The frustrating reality is that most popular natural sleep aids share the same evidence gap. Melatonin, for example, also lacks formal safety data during breastfeeding. LactMed notes that short-term use of typical evening doses is “unlikely” to harm a breastfed infant, but it stops short of a full endorsement. One case report documented an 18-month-old with abnormal bleeding episodes that resolved after the breastfeeding mother stopped taking up to 10 mg of melatonin daily. That’s a single case, not proof of widespread risk, but it illustrates that even “natural” supplements can have unexpected effects through breast milk.
Non-supplement approaches to sleep tend to be the most reliably safe options during breastfeeding. Sleep hygiene strategies like keeping your room cool and dark, limiting screen time before bed, and napping when the baby naps won’t introduce any compounds into your milk. Cognitive behavioral therapy for insomnia (often called CBT-I) is effective and available through apps and online programs. If your sleep problems are severe, a healthcare provider can discuss options that have actually been studied in breastfeeding populations, since some prescription sleep medications do have lactation data available.
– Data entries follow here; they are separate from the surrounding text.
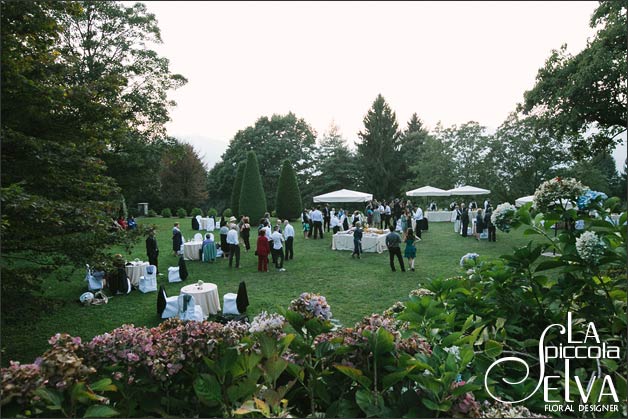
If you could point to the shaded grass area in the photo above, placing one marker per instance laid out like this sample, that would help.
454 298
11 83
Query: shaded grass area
354 288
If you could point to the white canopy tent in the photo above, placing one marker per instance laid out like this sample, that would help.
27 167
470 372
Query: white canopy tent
344 195
468 190
428 191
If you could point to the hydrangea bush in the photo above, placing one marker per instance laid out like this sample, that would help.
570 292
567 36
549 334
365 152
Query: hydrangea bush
503 216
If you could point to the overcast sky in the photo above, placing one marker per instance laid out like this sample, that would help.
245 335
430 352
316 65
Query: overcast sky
326 61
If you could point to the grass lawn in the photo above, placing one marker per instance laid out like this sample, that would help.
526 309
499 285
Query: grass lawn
354 288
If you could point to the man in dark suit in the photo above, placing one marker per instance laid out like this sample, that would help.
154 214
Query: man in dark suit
326 218
152 250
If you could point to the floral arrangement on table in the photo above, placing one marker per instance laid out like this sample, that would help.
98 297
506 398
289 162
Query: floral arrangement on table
503 215
590 247
468 258
311 306
589 196
557 191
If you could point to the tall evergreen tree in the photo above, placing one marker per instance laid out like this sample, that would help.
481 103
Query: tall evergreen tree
237 186
252 196
379 150
288 204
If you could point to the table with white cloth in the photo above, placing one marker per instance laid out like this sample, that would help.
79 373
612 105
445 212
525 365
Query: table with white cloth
205 296
134 270
191 250
207 223
371 242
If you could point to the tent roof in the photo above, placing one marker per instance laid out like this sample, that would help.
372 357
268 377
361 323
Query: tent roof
344 195
468 190
428 191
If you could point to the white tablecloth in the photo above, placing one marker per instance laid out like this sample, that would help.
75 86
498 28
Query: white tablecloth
370 242
206 297
134 271
207 224
190 250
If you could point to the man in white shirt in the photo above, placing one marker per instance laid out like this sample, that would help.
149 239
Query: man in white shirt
234 245
317 220
288 233
418 219
277 249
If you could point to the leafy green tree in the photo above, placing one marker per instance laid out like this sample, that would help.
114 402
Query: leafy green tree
272 139
237 186
289 204
336 166
183 177
378 151
435 167
469 144
576 94
522 154
252 196
57 202
412 140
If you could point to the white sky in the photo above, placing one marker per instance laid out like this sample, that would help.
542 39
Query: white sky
447 61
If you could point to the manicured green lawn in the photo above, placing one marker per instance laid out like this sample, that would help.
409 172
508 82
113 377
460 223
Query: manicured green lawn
354 288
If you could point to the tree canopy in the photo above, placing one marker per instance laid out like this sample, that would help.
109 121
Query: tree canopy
584 96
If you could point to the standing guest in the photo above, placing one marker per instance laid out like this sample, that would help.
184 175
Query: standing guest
357 218
387 215
208 249
464 219
479 224
224 246
317 220
288 233
234 245
345 222
326 217
305 222
335 224
357 240
378 215
489 223
410 251
152 249
393 241
397 210
418 219
277 250
369 215
245 233
455 218
262 250
177 239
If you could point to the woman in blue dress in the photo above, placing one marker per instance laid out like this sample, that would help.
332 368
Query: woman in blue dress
410 251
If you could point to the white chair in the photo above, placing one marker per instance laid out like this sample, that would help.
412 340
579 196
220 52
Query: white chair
148 282
170 304
173 274
229 304
94 280
188 309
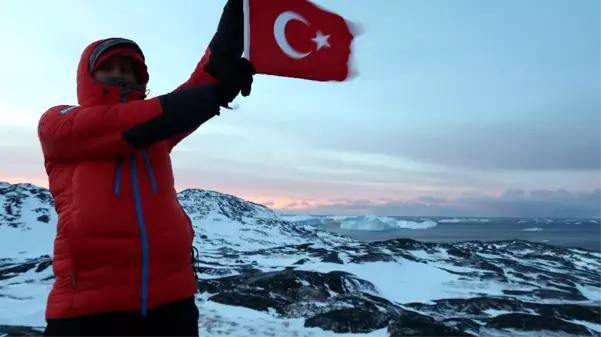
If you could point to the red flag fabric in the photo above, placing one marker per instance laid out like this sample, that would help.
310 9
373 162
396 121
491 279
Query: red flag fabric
296 38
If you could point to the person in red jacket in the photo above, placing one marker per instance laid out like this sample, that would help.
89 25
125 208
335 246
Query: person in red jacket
122 251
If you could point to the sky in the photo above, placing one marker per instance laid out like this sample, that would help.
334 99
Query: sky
459 108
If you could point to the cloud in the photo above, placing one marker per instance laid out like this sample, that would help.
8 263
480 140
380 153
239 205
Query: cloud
512 203
548 134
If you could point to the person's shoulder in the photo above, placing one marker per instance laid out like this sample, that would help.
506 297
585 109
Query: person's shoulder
58 110
61 109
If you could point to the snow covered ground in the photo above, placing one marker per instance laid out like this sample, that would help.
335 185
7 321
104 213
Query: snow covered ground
304 281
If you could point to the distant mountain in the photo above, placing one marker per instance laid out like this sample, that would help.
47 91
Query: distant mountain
264 276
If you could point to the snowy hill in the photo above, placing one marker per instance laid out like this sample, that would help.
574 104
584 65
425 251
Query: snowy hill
265 276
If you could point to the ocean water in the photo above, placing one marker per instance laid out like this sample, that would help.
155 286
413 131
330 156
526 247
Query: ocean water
576 233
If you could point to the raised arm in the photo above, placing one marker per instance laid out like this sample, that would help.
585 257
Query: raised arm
110 131
224 50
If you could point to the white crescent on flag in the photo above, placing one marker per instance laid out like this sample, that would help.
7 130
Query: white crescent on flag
279 31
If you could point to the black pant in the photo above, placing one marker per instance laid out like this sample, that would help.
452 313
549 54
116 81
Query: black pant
178 319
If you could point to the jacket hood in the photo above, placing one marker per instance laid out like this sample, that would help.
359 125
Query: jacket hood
93 92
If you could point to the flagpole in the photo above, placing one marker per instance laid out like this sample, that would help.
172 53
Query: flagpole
246 9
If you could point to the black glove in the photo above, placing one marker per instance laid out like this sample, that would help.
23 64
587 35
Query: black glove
234 79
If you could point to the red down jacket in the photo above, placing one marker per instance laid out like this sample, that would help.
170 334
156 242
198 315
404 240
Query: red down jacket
123 241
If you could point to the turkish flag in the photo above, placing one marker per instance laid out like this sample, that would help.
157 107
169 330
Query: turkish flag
296 38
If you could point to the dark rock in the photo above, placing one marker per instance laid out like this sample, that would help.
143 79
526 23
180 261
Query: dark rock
526 322
350 320
411 324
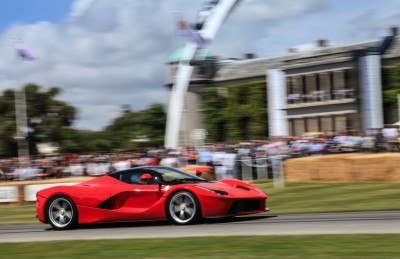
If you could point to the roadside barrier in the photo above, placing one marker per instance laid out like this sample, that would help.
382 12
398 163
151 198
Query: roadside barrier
25 191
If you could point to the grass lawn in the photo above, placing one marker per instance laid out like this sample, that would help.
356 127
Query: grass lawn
324 246
304 197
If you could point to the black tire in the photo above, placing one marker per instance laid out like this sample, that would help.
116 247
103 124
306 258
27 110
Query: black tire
183 208
61 213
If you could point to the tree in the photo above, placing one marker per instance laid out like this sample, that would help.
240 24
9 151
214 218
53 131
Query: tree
391 88
236 112
47 118
149 122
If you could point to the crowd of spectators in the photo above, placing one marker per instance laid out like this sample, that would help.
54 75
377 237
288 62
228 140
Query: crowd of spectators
223 158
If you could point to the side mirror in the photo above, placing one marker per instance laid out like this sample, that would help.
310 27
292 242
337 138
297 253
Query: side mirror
199 172
146 178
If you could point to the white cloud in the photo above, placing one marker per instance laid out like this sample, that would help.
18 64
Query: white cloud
109 53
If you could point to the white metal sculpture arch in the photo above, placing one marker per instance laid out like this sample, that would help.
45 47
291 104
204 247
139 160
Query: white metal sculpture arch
216 15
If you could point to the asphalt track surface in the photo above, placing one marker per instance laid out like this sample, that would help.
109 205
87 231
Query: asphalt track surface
378 222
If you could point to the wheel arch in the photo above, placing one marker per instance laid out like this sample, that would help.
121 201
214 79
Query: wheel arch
59 194
195 195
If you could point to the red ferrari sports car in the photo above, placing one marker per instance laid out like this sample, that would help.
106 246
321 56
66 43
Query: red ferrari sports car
147 193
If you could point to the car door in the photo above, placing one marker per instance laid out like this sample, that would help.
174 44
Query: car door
135 199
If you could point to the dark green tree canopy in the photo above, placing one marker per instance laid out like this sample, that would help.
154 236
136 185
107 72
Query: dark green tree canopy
47 118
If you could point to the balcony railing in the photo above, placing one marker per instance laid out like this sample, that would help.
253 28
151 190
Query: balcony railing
321 96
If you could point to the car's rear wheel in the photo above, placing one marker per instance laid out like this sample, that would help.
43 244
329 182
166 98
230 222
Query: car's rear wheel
62 213
183 208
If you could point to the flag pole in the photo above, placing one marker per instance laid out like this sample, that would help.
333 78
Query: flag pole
21 117
22 127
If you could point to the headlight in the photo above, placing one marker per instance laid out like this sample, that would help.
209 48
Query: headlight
222 193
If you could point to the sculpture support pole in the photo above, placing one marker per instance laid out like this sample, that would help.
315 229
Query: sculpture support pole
184 72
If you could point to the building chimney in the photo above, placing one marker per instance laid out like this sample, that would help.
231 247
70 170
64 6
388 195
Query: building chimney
394 31
249 55
322 43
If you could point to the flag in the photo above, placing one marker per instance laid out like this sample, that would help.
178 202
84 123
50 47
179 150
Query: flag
23 53
185 29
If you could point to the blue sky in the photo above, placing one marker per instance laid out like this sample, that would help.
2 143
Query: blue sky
106 53
31 11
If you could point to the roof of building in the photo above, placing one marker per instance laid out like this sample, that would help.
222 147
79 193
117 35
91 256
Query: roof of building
257 67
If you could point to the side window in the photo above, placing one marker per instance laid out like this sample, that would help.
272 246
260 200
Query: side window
133 177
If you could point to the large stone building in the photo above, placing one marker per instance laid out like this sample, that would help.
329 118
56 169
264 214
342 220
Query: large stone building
323 88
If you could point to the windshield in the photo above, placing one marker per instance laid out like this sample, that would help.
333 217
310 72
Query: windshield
167 175
171 175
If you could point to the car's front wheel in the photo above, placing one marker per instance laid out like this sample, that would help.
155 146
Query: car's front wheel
183 208
61 212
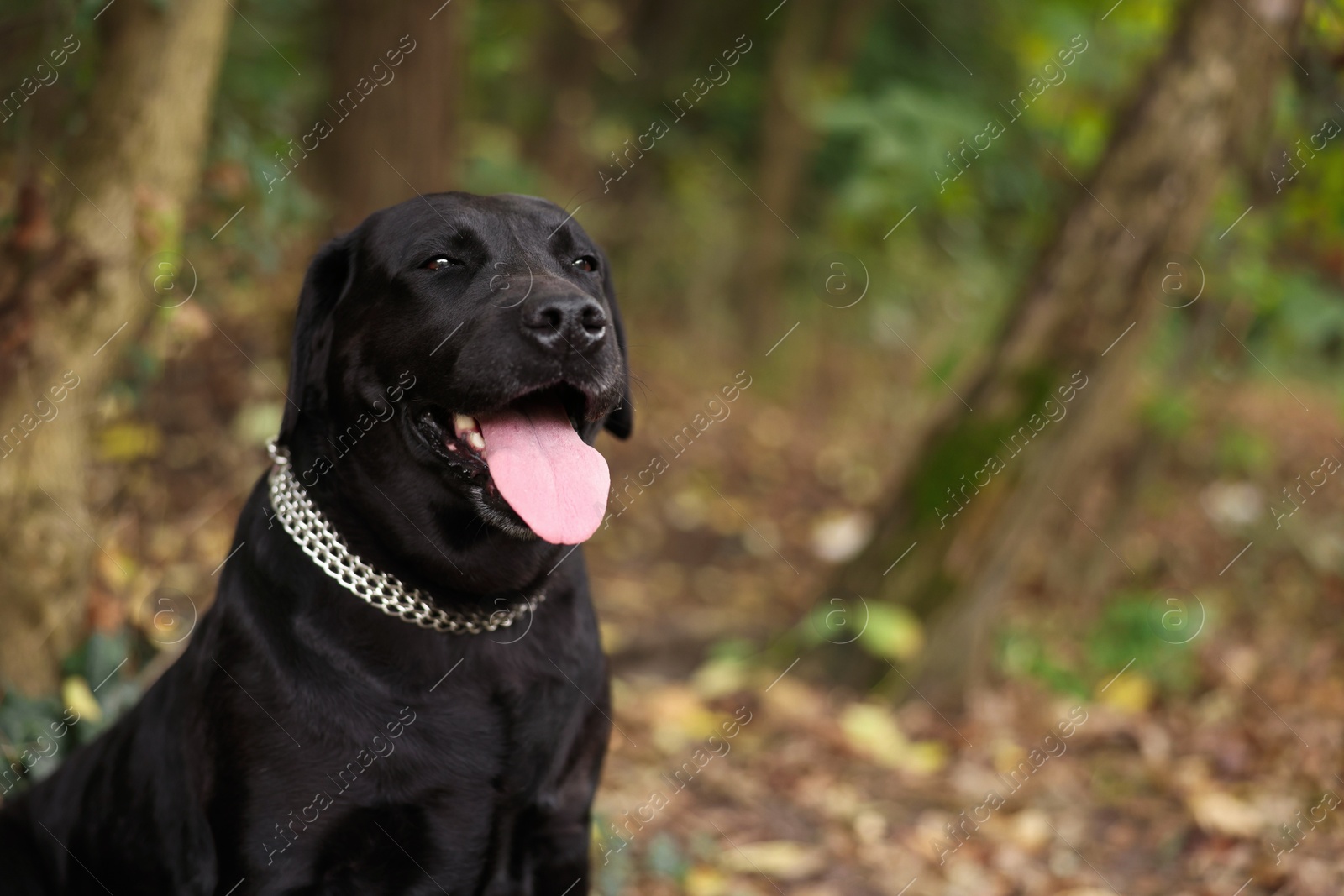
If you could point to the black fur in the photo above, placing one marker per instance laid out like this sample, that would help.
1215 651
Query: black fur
452 763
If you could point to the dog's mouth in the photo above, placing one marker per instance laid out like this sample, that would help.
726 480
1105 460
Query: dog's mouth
530 454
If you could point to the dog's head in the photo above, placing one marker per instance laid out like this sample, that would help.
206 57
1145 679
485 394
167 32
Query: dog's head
454 358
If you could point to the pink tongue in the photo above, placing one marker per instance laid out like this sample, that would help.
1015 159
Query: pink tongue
546 472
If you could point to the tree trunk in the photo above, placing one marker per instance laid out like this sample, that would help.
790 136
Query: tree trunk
413 120
1148 197
123 191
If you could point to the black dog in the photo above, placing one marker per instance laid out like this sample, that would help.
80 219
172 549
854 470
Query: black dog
454 358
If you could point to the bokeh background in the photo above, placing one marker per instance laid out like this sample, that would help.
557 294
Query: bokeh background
1101 244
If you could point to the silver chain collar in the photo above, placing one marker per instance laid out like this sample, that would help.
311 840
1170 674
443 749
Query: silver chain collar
323 543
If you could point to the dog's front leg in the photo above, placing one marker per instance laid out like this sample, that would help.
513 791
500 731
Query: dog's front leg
561 835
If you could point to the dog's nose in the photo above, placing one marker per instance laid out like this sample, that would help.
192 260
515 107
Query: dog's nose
564 322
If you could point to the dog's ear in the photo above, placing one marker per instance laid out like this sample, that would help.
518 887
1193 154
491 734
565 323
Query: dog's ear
328 278
622 421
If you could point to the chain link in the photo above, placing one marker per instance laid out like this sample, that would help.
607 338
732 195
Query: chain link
320 540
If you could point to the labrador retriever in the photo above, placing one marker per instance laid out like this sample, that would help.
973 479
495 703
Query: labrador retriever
400 687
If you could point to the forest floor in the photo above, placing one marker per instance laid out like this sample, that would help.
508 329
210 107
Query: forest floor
1099 754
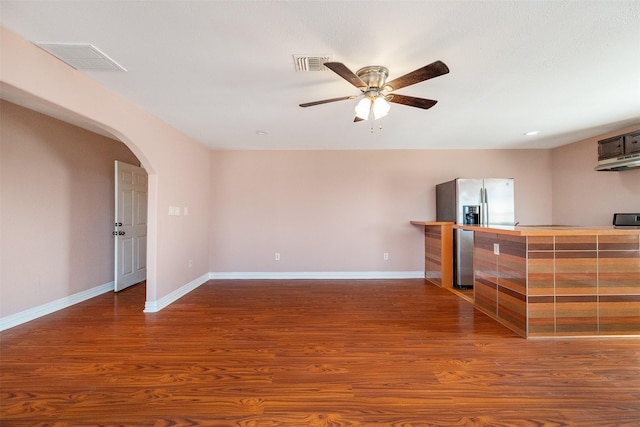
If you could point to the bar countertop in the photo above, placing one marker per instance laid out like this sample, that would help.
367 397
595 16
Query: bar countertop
552 230
540 230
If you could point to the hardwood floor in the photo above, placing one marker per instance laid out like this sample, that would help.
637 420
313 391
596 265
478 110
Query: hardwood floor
307 353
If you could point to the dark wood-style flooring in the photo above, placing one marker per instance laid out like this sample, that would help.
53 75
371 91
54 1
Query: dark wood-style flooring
307 353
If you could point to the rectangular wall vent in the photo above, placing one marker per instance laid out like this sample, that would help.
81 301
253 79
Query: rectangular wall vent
84 57
311 63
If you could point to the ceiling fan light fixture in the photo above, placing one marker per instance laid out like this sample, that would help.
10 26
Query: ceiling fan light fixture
363 108
380 107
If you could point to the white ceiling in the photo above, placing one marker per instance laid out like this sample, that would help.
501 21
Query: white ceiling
221 71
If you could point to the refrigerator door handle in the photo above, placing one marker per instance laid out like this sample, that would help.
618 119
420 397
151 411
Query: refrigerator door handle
485 207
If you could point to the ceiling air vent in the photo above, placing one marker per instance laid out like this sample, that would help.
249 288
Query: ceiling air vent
310 63
84 57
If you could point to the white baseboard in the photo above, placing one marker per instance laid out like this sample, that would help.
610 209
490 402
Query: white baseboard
154 306
50 307
325 275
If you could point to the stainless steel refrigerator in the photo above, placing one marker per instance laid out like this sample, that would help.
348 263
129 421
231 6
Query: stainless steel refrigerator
479 201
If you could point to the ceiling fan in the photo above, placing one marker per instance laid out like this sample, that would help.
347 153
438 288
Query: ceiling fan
376 92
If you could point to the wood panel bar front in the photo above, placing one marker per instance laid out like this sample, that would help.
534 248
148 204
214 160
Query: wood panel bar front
438 252
548 284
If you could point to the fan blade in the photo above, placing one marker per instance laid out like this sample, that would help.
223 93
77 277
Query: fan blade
340 69
412 101
427 72
326 101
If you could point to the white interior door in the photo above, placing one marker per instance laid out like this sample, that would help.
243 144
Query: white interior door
130 229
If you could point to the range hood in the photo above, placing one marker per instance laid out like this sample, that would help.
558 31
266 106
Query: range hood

What to Watch For if You’ve Already Taken It
If you took valerian root before learning about the lack of safety data, a single dose or a few doses is unlikely to cause a dramatic problem. Watch your baby for unusual sleepiness, difficulty waking for feeds, poor feeding, or any change in behavior. These would be the most logical signs if sedating compounds were reaching your infant through milk. If your baby is feeding normally, gaining weight, and behaving as expected, that’s reassuring. Going forward, stopping valerian and switching to non-supplement sleep strategies is the most cautious path until research catches up.